Let's suppose the availabe HT voltage is 250V.
A load of 62k would put the load line nicely below the knee and nowehere near the maximum anode dissipation curve (red).
Setting The Screen Voltage
The usual way to set the screen voltage is with a screen dropping resistor from the HT supply.
To find its value we need to know the screen current that will flow through it, and then apply Ohm's law.
As a rule of thumb, screen current is a fixed ratio of the anode current.
The EF86 data sheet tells us that for an anode current of 3.0mA, screen current is 0.6mA.
This is a ratio of:
3.0 / 0.6 = 5.
In other words, the screen current will normally be about one fifth of the anode current,
as long as we're operating well away from the knee of the curves.
A bias point of -1.5V has been chosen on the load line, as indicated by the green dot.
This results in an anode current of about 1.9mA, so we can expect the screen current to be about:
1.9mA / 5 = 0.38mA
The screen dropping resistor needs to drop 250V-100V = 150V, so its resistance must be:
150V/0.38mA = 395k
A close standard is 390k.
It will dissipate less than 60mW but we should still use a 0.5W part (or more) as tiny resistors can't withstand high voltages.

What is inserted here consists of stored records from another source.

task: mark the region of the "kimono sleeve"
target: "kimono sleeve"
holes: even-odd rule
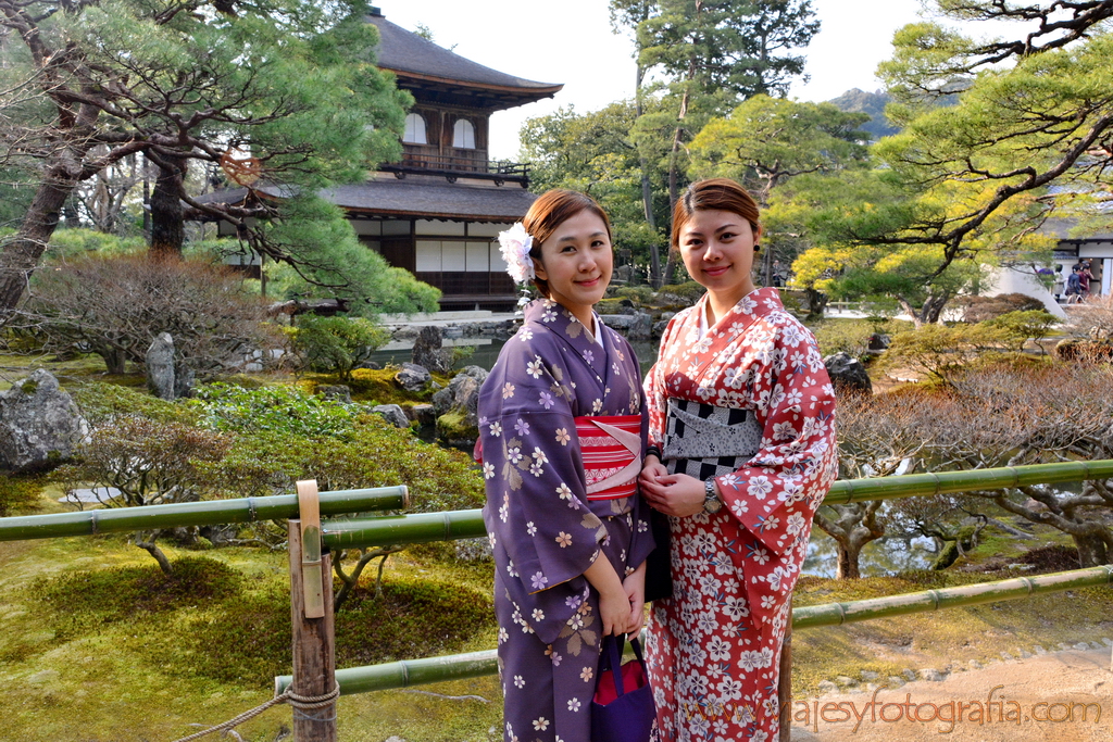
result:
[[[559,356],[536,340],[514,350],[484,383],[477,408],[486,522],[511,576],[538,593],[583,574],[607,528],[584,504],[572,390],[542,357]]]
[[[837,474],[835,390],[815,339],[802,326],[777,328],[770,343],[754,386],[764,424],[761,448],[746,466],[717,482],[735,517],[767,548],[782,554],[807,538]]]
[[[678,315],[679,316],[679,315]],[[671,347],[672,336],[678,326],[678,317],[669,320],[661,334],[661,345],[657,354],[657,363],[646,374],[646,417],[649,423],[648,445],[660,448],[664,445],[664,417],[668,414],[664,388],[664,349]]]

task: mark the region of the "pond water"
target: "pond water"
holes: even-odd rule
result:
[[[469,338],[445,338],[445,347],[467,347],[474,348],[472,354],[466,358],[462,358],[457,364],[456,368],[463,368],[464,366],[480,366],[481,368],[486,368],[491,370],[494,366],[494,362],[499,359],[499,353],[502,350],[502,346],[506,345],[505,340],[494,340],[486,337],[469,337]],[[641,365],[642,376],[649,370],[650,366],[657,360],[657,343],[650,343],[648,340],[638,340],[631,343],[633,346],[633,352],[638,356],[638,363]],[[411,359],[411,348],[413,348],[412,343],[392,343],[382,350],[377,350],[372,354],[370,360],[374,360],[377,364],[385,366],[386,364],[395,364],[401,366],[403,363],[410,363]]]
[[[935,558],[935,543],[925,536],[915,538],[884,537],[866,544],[858,560],[863,577],[880,577],[904,570],[926,570]],[[801,574],[814,577],[834,577],[838,566],[835,540],[820,531],[811,530],[808,556]]]
[[[474,350],[466,358],[461,359],[457,368],[464,366],[480,366],[490,368],[499,359],[499,352],[505,340],[494,340],[491,338],[445,338],[445,346],[466,346]],[[657,360],[657,343],[646,340],[631,343],[638,362],[641,365],[641,373],[649,370]],[[375,353],[371,360],[386,365],[401,365],[411,358],[410,348],[412,345],[405,343],[392,344],[386,348]],[[436,439],[436,433],[432,428],[423,429],[421,437],[429,443]],[[470,452],[469,452],[470,453]],[[867,544],[861,550],[859,568],[864,577],[883,576],[895,574],[903,570],[927,568],[935,558],[935,544],[930,538],[896,538],[885,537]],[[838,564],[835,540],[819,528],[812,528],[811,540],[808,543],[808,556],[804,562],[802,574],[816,577],[834,577]]]

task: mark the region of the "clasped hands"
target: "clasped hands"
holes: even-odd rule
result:
[[[669,474],[661,459],[650,454],[638,477],[641,494],[653,509],[676,517],[689,517],[703,509],[707,488],[687,474]]]

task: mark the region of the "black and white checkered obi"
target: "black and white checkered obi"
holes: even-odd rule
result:
[[[737,471],[761,447],[762,426],[752,409],[669,398],[661,463],[669,474],[701,482]]]

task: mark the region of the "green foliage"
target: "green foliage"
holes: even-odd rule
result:
[[[32,591],[47,604],[59,637],[66,639],[198,601],[235,597],[243,585],[243,575],[224,562],[187,556],[174,562],[169,575],[156,565],[63,572],[40,580]]]
[[[362,317],[303,316],[289,329],[294,352],[315,372],[352,378],[352,370],[390,339],[390,333]]]
[[[1027,311],[1009,311],[999,317],[987,319],[984,324],[1007,333],[1013,348],[1022,350],[1024,349],[1025,340],[1032,338],[1036,343],[1040,343],[1061,321],[1058,317],[1041,308]]]
[[[282,200],[275,209],[273,218],[259,221],[255,234],[283,256],[265,267],[276,296],[339,296],[351,300],[356,316],[436,310],[440,289],[367,249],[338,207],[323,198],[299,196]]]
[[[387,578],[383,595],[361,582],[336,616],[341,667],[449,654],[494,623],[489,596],[426,577]],[[264,686],[289,672],[289,591],[270,588],[219,604],[185,622],[177,642],[159,642],[154,660],[179,672]],[[198,662],[219,656],[220,662]]]
[[[37,507],[43,484],[42,477],[39,475],[7,474],[0,476],[0,517],[8,517],[18,512]]]
[[[703,127],[691,142],[689,174],[733,178],[766,202],[786,179],[864,166],[868,135],[858,127],[867,120],[830,103],[755,96]]]
[[[119,237],[96,229],[57,229],[50,236],[47,256],[67,260],[87,253],[102,256],[132,255],[147,248],[141,237]]]
[[[146,417],[157,423],[195,424],[198,408],[186,400],[167,402],[117,384],[89,382],[69,388],[81,416],[92,426],[100,426],[125,416]]]
[[[948,376],[983,354],[999,349],[1012,339],[1008,332],[987,326],[958,324],[924,325],[893,335],[880,358],[881,368],[910,368],[944,383]]]
[[[190,404],[199,410],[200,424],[214,431],[275,436],[349,436],[361,414],[354,407],[285,386],[246,389],[207,384],[197,387]]]
[[[422,443],[378,415],[365,416],[344,437],[257,431],[240,436],[223,461],[206,467],[228,495],[273,495],[315,478],[322,491],[404,484],[416,512],[480,507],[485,499],[470,456]]]
[[[1043,301],[1026,294],[999,294],[997,296],[964,296],[955,305],[963,309],[963,319],[968,323],[994,319],[1011,311],[1043,309]]]
[[[671,294],[672,296],[679,296],[681,299],[688,304],[696,304],[699,297],[703,296],[707,289],[700,284],[693,280],[686,281],[683,284],[670,284],[668,286],[662,286],[659,294]]]

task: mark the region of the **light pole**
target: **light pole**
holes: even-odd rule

The Screen Bypass Capacitor
The screen bypass capacitor serves a similar purpose as the cathode bypass capacitor: it holds the screen voltage steady to prevent internal negative feedback from reducing gain.
However, in the same way as for the cathode, the capacitor can be made small in value to boost higher frequencies, or omitted completely to reduce gain and increase headroom.

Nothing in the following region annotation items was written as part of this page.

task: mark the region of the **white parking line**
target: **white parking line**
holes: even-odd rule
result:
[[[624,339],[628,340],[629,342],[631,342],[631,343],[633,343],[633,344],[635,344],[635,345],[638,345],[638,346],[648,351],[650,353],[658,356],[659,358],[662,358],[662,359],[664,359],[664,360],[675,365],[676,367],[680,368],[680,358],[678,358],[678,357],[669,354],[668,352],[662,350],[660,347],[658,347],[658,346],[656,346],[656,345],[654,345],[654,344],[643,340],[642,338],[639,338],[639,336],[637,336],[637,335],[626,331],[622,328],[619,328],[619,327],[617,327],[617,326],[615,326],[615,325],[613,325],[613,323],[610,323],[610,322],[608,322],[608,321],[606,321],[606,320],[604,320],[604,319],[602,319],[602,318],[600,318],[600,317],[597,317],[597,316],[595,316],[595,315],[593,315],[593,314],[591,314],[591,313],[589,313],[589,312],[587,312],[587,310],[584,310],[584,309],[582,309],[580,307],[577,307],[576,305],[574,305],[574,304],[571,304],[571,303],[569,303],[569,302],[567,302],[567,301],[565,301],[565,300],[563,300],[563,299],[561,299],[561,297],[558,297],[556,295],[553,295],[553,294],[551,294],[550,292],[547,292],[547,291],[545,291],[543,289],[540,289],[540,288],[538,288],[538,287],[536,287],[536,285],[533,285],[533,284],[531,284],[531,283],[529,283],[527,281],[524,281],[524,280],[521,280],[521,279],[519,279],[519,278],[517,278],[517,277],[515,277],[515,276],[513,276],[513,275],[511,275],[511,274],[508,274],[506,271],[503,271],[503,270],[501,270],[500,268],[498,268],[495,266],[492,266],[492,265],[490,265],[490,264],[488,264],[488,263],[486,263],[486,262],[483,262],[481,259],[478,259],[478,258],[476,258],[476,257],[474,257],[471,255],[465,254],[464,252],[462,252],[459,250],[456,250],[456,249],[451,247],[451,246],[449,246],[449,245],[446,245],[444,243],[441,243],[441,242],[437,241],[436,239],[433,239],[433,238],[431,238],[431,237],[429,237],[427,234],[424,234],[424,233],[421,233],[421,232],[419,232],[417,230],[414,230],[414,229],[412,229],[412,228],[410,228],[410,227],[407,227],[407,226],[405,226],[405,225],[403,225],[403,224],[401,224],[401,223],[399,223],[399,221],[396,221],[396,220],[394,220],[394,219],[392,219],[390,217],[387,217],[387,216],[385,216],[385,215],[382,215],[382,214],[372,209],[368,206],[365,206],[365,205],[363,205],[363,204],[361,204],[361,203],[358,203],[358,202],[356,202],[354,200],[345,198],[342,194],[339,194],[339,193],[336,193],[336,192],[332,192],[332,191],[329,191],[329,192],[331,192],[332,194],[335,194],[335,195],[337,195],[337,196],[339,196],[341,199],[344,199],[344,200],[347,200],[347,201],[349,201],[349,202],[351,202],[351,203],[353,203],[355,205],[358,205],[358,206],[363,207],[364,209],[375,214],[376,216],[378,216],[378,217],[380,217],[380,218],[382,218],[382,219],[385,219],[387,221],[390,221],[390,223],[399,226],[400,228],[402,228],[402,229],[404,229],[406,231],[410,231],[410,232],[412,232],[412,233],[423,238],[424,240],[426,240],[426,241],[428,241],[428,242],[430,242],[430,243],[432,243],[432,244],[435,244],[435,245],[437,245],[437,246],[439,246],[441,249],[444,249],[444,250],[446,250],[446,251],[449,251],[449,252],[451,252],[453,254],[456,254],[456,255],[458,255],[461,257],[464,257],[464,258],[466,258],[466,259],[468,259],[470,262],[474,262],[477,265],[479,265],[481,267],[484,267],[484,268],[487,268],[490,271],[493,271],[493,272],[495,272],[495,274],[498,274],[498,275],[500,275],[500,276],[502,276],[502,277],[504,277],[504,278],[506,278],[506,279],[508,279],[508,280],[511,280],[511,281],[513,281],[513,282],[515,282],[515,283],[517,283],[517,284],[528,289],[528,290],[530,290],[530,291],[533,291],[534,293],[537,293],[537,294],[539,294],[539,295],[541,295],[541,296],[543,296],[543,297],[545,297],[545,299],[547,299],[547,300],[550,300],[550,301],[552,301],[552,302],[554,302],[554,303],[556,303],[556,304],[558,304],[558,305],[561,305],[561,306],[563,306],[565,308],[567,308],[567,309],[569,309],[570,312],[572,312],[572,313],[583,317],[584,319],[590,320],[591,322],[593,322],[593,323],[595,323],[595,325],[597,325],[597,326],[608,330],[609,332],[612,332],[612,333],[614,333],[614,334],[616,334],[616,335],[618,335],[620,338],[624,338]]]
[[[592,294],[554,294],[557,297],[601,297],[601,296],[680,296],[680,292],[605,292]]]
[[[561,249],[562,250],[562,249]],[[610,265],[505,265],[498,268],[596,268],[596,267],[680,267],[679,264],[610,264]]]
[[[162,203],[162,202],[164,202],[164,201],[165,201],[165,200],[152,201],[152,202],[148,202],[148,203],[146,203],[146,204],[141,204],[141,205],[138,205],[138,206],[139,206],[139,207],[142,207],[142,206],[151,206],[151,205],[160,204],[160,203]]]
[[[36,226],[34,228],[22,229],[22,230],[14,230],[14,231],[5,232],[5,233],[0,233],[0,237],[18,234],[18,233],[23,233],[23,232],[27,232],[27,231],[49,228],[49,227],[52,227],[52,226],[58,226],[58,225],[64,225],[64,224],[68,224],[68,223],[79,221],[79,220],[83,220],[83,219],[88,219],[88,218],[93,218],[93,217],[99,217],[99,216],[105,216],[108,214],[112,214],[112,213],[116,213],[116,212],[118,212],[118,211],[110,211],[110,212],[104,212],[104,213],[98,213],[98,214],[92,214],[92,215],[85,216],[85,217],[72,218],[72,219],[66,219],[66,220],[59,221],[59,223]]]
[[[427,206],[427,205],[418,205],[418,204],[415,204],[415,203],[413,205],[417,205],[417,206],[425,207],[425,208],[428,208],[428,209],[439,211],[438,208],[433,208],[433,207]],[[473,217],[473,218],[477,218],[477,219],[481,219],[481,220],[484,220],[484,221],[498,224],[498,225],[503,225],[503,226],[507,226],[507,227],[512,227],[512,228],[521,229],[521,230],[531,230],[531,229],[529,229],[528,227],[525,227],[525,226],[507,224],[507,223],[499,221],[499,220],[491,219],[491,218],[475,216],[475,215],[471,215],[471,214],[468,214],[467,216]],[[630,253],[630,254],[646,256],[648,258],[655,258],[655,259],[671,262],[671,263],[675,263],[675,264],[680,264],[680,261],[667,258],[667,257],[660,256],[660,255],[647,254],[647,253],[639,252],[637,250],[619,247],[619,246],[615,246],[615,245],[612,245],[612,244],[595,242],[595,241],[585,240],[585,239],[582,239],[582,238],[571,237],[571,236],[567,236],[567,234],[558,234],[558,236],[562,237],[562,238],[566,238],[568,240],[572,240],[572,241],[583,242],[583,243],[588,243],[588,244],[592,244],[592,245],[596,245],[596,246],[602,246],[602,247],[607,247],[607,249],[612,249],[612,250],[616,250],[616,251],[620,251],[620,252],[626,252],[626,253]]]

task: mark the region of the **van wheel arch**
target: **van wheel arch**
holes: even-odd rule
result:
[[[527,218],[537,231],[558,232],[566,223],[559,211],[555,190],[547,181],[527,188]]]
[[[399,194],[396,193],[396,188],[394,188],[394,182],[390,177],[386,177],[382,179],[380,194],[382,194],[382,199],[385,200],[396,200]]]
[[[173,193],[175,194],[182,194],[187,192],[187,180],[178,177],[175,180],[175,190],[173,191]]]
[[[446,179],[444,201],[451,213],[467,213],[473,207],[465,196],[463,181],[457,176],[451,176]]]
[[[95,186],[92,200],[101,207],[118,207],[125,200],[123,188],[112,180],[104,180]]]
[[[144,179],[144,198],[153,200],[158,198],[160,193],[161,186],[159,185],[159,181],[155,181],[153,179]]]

Many traditional guitar amp designs do not include this capacitor at all.
In general, the screen bypass capacitor has a greater effect on the gain of the pentode than the cathode bypass capacitor.
The screen bypass capacitor should always be connected to the cathode rather than to ground.
Yes, I know a lot of circuits connect it to ground and get away with it, but it is bad practice.
The screen bypass capacitor can be chosen according to:
Cg2 = 1 / (2 pi f Rg2)
If we want to pass all audio frequencies without any loss of gain then we might set f to 10Hz or therabouts:
Cg2 = 1 / (2 pi × 10 × 390000) = 40.8nF
A more common standard value is 47nF.
The value of anode current read off the graph is not equal to the cathode current.
The cathode current is the combination of the anode current plus screen current.
Therefore, we need to add the screen current (which we found earlier) to the anode current at the chosen bias point.
In this case we have:
Ik = Ia + Ig2 = 1.9mA + 0.38mA = 2.28mA
The chosen bias voltage was -1.5V, so the cathode resistor can now be found using Ohm's law:
1.5V / 0.00228A = 658 ohms.
So 680R should do.
The pentode could also be biased using silicon diodes or an LED instead, and this would negate the need for a cathode bypass capacitor.
The data sheet tells us that if the anode is dissipating more than 0.2W, the maximum allowable value of grid-leak is 3 Meg.
We would normally just go with the typical value of 1Meg as this is an ideal input impedance in most circumstances.
The Cathode Bypass Capacitor
The cathode bypass capacitor can be chosen in the usual way using:
f = 1/(2 pi Rk Ck)
In this case we will assume the design is for a high-gain lead guitar amplifier where we want to roll off some bass.
For a cut-off frequency of 300Hz we can rearrange the above formula:
Ck = 1 / (2 pi f Rk) = 1 / (2 pi × 300 × 680) = 780nF
The nearest standard is 820nF, but this is the sort of thing that would be tweaked by ear in practice.
The voltage gain can either be read off the load line or estimated from the simple formula:
A = gm × Ra
In this case we might esimate gm to be 1.6mA/V, in which case:
A = 1.6mA/V × 68k = 109
This is about as high as I would be willing to go in a guitar amp. In practice it will be a little lower when the following stage (gain pot or whatever) is attached.
The anode output impedance is equal to the anode load resistor in parallel with the pentode's internal resistance.
But since the internal resistance is very much larger, we can ignore it, so the output impedance is basically:
Zout = Ra
This is normally quite large (68k in this case), so a pentode will often need buffering from heavy loads like tone stacks.